Bolt support is another important support method. Resin anchorage agent is widely used in bolt support [101]. Every year, resin anchorage is used in approximately 100 million rock anchors installed in mines in the United States [102]. Among them, resin materials are mainly unsaturated polyester resin, epoxy resin and polyurethane resin. Unsaturated polyester resin (UPR) anchorage material is a bonding material which is made up of UPR, catalyst and marble powder in a specific proportion. Han et al. [103] subsequently added steel sand and steel balls into anchorage material. After the pull-out test, it was shown that the size and quantity of steel particles can improve the anchorage performance of anchorage material to a certain extent. Su et al. [104] obtained the unsaturated polyester resin (UPR) anchorage material by mixing UPR and CaCO3 powder in a ratio of 5:1 and adding a suitable amount of accelerator. The thermal stability of UPR anchorage material in high temperature environments facing deep mining was studied. A study by Wang [105] examining the difficulty of supporting unsaturated polyester resin under water-contained conditions, synthesized an effective water-resistant anchorage agent by modifying polyester to contain hydrophobic groups and prevent water from intruding into the anchorage reaction system. Contrafatto et al. [106] studied the application effect of epoxy resin anchorage materials in natural stone (basalt, sandstone, limestone) and determined the minimum embedding depth of anchorage. Compared with traditional concrete anchorage material, the epoxy resin anchorage force was higher for basalt and limestone, but lower for sandstone.

3.4.4. Roadway Repair Grouting

Grouting is one of the most important technologies for roadway maintenance and crack repair [107]. Early grouting soft matters were cement, silica sol, water glass, etc. Subsequently, some researchers tried to add a small amount of polymer into these materials.
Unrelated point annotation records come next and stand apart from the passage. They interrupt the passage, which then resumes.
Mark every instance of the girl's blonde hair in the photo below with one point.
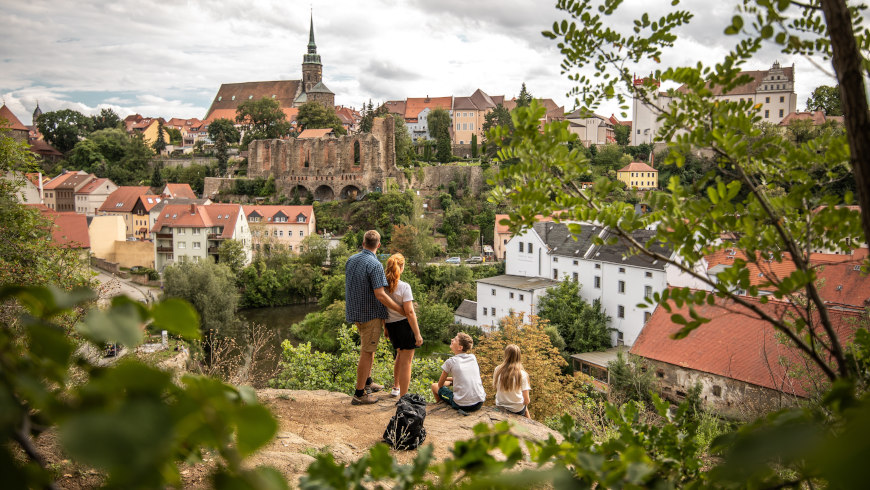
(394, 270)
(508, 376)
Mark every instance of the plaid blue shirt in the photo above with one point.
(363, 274)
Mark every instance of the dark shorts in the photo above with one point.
(446, 394)
(401, 335)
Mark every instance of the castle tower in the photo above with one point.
(312, 70)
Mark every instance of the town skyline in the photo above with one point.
(162, 61)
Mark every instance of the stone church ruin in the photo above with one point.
(330, 167)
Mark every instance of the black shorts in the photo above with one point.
(401, 335)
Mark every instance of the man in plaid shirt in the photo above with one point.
(366, 303)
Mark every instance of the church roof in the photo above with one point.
(320, 88)
(231, 95)
(6, 113)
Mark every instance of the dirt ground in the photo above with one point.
(311, 422)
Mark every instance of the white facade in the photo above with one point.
(772, 91)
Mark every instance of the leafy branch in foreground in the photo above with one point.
(129, 419)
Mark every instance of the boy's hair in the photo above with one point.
(371, 239)
(465, 341)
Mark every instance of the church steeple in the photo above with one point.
(312, 70)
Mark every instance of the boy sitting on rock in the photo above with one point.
(466, 393)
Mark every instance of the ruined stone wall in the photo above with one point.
(428, 180)
(726, 396)
(330, 167)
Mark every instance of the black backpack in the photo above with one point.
(405, 430)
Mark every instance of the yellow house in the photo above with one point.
(638, 175)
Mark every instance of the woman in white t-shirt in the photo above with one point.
(402, 330)
(511, 383)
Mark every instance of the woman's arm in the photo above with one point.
(411, 315)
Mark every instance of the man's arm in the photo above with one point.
(386, 300)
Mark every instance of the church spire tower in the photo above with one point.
(312, 70)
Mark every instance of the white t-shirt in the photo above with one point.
(467, 387)
(513, 400)
(400, 295)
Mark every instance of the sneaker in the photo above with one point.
(373, 388)
(366, 399)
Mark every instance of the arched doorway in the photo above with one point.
(350, 192)
(324, 193)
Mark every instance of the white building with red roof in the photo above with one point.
(185, 232)
(90, 197)
(282, 227)
(132, 203)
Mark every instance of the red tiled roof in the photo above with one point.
(314, 133)
(844, 284)
(14, 122)
(69, 230)
(180, 191)
(268, 211)
(199, 216)
(735, 343)
(637, 167)
(93, 186)
(414, 106)
(124, 198)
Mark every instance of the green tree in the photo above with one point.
(160, 142)
(583, 327)
(826, 98)
(314, 115)
(622, 134)
(210, 288)
(524, 99)
(231, 253)
(403, 143)
(314, 250)
(106, 119)
(225, 127)
(261, 119)
(63, 128)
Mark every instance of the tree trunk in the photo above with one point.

For example, Li used Portland cement, fly ash and 5 wt.% redispersible polymer to form emulsion slurry, then mixed with the aqueous foam formed by twelve alkyl sulfate and gelatin and added additives to form an inorganic polymer curing foam. The foam characteristics (stability, expansion rate) and mechanical properties (elastic compressive strength, elastic modulus, crushing engineering stress, plateau engineering stress and dense strain) were discussed [108,109].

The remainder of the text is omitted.